Web Page Navigation To Next Item In List

Sharid

Well-known Member
Joined
Apr 22, 2007
Messages
1,064
Office Version
  1. 2016
Platform
  1. Windows
I use the following code to navigate pages on the web, it works fine, however it needs updating. I can put in the the number of pages to navigate in Sheet1 C1 and 2x delays in D1 and E1. I place the item to search in Sheet1 B1.

I would now like to have a list of items in Sheet2 column A. I would like the code below to search each item in the column for the number of pages input into Sheet1 C1. Currently I can ONLY do one item, then the code stops. I then have to add a new item and run it again. I would prefer to add a list of items in sheet2 column A and the code automates the changes by itself after it has reached the max page number or there is nothing more for that item to extract.

Currently it will exit to Do if there are no more items to extract, at this point it should move to the next item in sheet 2 or when X amount of pages has been achived (Page number to navigate is in Sheet1 C1)

This part of the code is the issue, works fine just needs updating.
VBA Code:
'''Searches Number of Pages entered in Sheet1 C1
        If pageNumber >= Replace(Worksheets("Sheet1").Range("C1").Value, " ", "+") Then Exit Do
            On Error Resume Next
            Set nextPageElement = htmlDoc.getElementById("pnnext")
''' Exit DO if items pages are less than pages entered, after last page is done     
       If nextPageElement Is Nothing Then Exit Do
'''Scrolls Down the Browser
            IE.document.parentWindow.Scroll 0&, 99999
'''Random delay from Max number entered in Sheet1 D1
            Application.Wait Now + TimeSerial(0, 0, Application.RandBetween(1, Worksheets("Sheet1").Range("D1").Value))
'''next web page           
         nextPageElement.Click
        Do While IE.Busy Or IE.readyState <> 4
            DoEvents
        Loop
'''Random delay from Max number entered in Sheet1 E1
        Application.Wait Now + TimeSerial(0, 0, Application.RandBetween(1, Worksheets("Sheet1").Range("E1").Value))
            Set htmlDoc = IE.document
            pageNumber = pageNumber + 1
''' Delete duplicates
            Sheet1.Columns("A").RemoveDuplicates Columns:=Array(1), Header:=xlYes
''' Delete Row If Blank
            Sheet1.Columns("A").SpecialCells(xlCellTypeBlanks).EntireRow.Delete
    Loop
MsgBox "All Done"
 

Excel Facts

Excel Wisdom
Using a mouse in Excel is the work equivalent of wearing a lanyard when you first get to college
Hi,
Can you please share the siteURL also.

Thanks,
Saurabh
 
Upvote 0
I was looking at something like this, but struggling to incorporate it.
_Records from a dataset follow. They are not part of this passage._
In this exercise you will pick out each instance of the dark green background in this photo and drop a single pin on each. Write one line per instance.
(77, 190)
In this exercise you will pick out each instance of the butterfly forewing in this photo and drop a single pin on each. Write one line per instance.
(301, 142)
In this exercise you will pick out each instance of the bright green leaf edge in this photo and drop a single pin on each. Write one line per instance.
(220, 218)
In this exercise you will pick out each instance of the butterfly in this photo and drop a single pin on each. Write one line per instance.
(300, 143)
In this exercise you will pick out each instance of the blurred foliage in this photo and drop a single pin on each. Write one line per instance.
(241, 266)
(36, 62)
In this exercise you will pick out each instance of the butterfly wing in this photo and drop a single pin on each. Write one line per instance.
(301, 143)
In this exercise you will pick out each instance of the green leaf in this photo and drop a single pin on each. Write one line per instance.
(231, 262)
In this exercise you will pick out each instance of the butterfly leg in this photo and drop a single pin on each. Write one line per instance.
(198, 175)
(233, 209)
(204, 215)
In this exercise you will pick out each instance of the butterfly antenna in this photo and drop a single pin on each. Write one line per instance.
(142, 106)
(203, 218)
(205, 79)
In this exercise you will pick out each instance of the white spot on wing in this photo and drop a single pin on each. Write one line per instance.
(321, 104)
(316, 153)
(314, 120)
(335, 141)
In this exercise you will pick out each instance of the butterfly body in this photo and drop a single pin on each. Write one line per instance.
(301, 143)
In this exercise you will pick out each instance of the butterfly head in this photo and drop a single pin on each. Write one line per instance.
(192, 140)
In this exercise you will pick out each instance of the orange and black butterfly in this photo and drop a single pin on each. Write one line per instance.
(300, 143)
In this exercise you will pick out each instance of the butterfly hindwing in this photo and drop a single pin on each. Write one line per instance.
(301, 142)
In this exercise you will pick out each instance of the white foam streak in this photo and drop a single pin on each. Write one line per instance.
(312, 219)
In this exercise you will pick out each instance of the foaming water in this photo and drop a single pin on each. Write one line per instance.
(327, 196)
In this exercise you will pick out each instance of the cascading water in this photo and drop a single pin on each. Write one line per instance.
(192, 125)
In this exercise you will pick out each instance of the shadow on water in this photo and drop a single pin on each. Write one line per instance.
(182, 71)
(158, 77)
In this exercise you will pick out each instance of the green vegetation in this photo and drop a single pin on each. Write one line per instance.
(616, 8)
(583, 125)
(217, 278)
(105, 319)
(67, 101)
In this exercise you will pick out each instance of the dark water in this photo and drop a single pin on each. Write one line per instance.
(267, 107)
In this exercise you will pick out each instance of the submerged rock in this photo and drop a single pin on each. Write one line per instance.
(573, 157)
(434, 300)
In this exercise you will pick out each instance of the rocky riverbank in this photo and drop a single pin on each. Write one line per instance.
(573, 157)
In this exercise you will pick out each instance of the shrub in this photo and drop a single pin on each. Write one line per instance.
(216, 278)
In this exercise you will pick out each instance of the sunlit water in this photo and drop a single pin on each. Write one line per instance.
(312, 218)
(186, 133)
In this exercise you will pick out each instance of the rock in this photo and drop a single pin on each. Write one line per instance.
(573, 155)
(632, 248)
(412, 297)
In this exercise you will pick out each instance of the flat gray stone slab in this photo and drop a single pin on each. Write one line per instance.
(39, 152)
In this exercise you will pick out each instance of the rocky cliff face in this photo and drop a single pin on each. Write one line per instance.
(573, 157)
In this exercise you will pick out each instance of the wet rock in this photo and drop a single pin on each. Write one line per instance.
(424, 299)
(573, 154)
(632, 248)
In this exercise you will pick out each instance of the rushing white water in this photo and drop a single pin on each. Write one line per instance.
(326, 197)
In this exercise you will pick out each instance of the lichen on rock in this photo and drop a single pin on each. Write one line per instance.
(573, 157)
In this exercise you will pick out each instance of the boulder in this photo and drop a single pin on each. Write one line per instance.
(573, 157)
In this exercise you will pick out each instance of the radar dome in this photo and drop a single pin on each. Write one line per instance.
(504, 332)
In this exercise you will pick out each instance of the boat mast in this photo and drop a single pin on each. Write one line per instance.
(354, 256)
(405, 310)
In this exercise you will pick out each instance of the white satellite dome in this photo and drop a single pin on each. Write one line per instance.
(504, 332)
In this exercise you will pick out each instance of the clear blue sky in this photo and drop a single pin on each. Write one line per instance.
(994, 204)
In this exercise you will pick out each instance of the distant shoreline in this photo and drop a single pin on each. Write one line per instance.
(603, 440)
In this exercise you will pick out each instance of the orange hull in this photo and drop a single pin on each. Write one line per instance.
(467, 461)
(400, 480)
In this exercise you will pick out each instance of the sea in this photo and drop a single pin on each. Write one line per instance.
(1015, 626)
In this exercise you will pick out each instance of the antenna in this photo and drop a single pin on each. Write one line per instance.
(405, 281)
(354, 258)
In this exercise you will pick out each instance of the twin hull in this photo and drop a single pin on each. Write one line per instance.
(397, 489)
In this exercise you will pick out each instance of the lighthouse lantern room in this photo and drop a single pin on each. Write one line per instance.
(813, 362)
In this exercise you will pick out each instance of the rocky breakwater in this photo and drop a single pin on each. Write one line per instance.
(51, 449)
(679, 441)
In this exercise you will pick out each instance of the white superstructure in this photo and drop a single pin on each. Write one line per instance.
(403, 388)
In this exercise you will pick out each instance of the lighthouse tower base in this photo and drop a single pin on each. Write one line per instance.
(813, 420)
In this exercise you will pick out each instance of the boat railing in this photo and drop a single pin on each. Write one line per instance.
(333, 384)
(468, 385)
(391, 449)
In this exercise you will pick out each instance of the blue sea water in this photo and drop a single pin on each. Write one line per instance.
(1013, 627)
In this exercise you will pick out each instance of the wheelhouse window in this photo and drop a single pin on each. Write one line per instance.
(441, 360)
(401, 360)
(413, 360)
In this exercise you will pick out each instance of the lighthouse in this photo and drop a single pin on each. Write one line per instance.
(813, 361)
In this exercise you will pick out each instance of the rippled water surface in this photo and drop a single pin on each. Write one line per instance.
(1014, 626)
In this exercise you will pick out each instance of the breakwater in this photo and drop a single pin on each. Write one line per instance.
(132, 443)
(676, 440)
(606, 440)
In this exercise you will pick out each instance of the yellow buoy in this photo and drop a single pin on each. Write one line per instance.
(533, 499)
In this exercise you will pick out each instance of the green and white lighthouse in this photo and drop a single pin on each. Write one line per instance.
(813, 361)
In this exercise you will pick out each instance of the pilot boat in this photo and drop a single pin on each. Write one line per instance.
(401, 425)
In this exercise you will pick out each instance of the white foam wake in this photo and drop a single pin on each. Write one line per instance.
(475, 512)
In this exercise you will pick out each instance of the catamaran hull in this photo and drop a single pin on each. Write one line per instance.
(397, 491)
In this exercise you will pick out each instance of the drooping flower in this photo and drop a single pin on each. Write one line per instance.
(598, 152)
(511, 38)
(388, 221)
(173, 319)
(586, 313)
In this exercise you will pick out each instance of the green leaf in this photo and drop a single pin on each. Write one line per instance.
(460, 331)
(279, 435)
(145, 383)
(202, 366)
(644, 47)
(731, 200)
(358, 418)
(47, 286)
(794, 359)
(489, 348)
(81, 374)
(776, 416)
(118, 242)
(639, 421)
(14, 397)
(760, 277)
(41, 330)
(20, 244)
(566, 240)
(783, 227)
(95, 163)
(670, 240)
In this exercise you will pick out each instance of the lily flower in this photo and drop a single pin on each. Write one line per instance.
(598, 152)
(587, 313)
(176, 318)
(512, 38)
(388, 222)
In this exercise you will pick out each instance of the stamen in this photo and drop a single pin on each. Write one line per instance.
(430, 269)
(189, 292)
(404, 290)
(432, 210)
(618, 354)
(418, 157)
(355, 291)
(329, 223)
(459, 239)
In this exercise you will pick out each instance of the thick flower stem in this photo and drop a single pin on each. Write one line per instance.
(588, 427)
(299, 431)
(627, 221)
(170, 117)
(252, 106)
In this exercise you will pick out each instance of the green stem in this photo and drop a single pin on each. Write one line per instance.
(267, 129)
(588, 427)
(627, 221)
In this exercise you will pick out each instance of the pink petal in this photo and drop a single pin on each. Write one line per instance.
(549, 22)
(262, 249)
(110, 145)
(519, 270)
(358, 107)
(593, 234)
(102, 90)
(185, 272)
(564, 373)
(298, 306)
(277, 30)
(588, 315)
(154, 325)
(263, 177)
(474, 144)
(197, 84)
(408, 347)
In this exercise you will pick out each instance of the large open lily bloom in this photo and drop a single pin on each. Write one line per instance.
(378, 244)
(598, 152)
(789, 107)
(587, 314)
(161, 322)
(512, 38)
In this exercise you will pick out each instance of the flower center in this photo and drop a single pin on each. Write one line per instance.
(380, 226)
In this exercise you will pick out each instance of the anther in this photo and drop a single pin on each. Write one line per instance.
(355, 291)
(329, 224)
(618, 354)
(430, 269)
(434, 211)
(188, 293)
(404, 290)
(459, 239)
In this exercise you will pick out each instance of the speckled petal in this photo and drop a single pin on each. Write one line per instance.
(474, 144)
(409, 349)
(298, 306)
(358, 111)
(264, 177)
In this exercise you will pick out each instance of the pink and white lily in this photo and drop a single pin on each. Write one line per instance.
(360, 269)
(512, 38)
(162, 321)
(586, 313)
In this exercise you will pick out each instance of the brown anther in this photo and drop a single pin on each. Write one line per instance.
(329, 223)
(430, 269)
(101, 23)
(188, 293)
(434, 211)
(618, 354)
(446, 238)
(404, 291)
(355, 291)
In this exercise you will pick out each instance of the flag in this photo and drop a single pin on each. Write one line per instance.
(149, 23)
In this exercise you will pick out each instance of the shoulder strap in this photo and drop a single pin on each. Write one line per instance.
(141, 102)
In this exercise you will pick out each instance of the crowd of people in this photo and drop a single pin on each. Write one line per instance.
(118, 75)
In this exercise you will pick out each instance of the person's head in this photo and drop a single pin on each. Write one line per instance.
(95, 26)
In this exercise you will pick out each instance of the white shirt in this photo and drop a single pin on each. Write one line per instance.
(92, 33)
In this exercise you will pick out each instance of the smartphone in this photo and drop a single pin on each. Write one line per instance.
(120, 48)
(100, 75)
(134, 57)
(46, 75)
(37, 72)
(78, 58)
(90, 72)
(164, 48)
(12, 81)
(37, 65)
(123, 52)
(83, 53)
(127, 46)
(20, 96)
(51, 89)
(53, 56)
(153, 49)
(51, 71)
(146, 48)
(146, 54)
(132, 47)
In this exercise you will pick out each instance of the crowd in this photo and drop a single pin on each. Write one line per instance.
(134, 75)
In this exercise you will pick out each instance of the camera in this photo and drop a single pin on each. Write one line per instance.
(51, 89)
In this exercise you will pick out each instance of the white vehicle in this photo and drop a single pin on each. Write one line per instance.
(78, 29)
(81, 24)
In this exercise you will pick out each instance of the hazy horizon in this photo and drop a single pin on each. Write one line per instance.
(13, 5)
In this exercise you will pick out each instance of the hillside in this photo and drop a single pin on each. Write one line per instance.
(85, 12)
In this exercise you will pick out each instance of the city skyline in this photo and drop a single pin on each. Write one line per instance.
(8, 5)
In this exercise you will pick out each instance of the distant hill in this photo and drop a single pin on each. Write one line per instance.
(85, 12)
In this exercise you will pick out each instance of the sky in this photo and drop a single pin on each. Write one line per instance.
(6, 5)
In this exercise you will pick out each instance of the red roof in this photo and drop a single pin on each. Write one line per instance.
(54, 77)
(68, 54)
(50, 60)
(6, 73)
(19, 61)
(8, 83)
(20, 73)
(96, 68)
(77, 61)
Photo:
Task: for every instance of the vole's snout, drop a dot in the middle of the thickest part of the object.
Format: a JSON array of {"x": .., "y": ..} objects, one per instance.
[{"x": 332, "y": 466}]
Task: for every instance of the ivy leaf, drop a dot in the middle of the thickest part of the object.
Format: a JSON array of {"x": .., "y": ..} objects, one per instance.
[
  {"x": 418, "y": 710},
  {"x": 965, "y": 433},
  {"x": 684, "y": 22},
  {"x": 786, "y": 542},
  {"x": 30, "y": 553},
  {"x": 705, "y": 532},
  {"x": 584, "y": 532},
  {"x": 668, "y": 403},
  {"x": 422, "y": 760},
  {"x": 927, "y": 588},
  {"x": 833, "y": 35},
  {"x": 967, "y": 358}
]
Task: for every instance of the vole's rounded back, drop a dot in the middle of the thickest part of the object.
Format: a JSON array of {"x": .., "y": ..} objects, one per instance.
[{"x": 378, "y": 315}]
My list will be dynamic so the second option would be the best
Link Ms
 
Upvote 0
Hi, thanks. .

What variable pageNumber contains in shared code ?
Would you like to show search result of all specified pages?
 
Last edited:
Upvote 0
Hi, Kindly share the complete code to check.
If nextPageElement Is Nothing Then Exit Do - In this line you are referring a loop which is missing.
 
Upvote 0
I would set the page number to 100 pages, and for it to extract all links from the pages. If there was under 100 pages then it moves to next item in sheet2 column A. And searches for that starting at page 1
 
Upvote 0
This is an old link to the code, but the bulk of it is here. My post mr excel

I am not logged on my pc, so can not get the updated version. This is about 95% the same, no longer works from textbix, just from sheet cell.
 
Upvote 0
Hi, To extract all the search result on a sheet from a single page-

VBA Code:
Sub showSearchResults()
    Application.ScreenUpdating = False
    'On Error Resume Next
        Dim HTMLDoc As New HTMLDocument
        Dim ieBrowser As New InternetExplorer
        
    'variable to specify the row number in excel
    Dim rowno As Integer
    Dim trow As Object, searchResult As String
    
        rowno = 1
       'To open and show Internet Explorer
       ieBrowser.Visible = True
       
       'To Open website in Internet Explorer
       ieBrowser.navigate "https://www.google.com/search?q=excel"
       
       Do
       ' Wait till the Browser is loaded
       Loop Until ieBrowser.readyState = READYSTATE_COMPLETE
       
       Set HTMLDoc = ieBrowser.document
        For Each trow In HTMLDoc.getElementsByClassName("g")
                Sheets("Sites").Cells(rowno, 1) = trow.getElementsByClassName("LC20lb DKV0Md")(0).innerText
                Sheets("Sites").Cells(rowno, 2) = trow.getElementsByClassName("aCOpRe")(0).innerText
                rowno = rowno + 1
        Next
   
        Set ieBrowser = Nothing
        Set HTMLDoc = Nothing
        Application.ScreenUpdating = True
End Sub
 
Upvote 0
Saurabhj

What you have done is good, but it is not what i am after. I can already extract all urls from google, I can also navigate the pages in google. All this is fine. My problems is that I have to input 1 search then search X amount of pages on google then change the search criteria, I want it to work from A list of search criteria that is in Sheet2. So after X amount of pages have been searched it moves to the next item in Sheet2 column A. If there are not enough pages to search for that criteria it then will ALSO move to next item in search.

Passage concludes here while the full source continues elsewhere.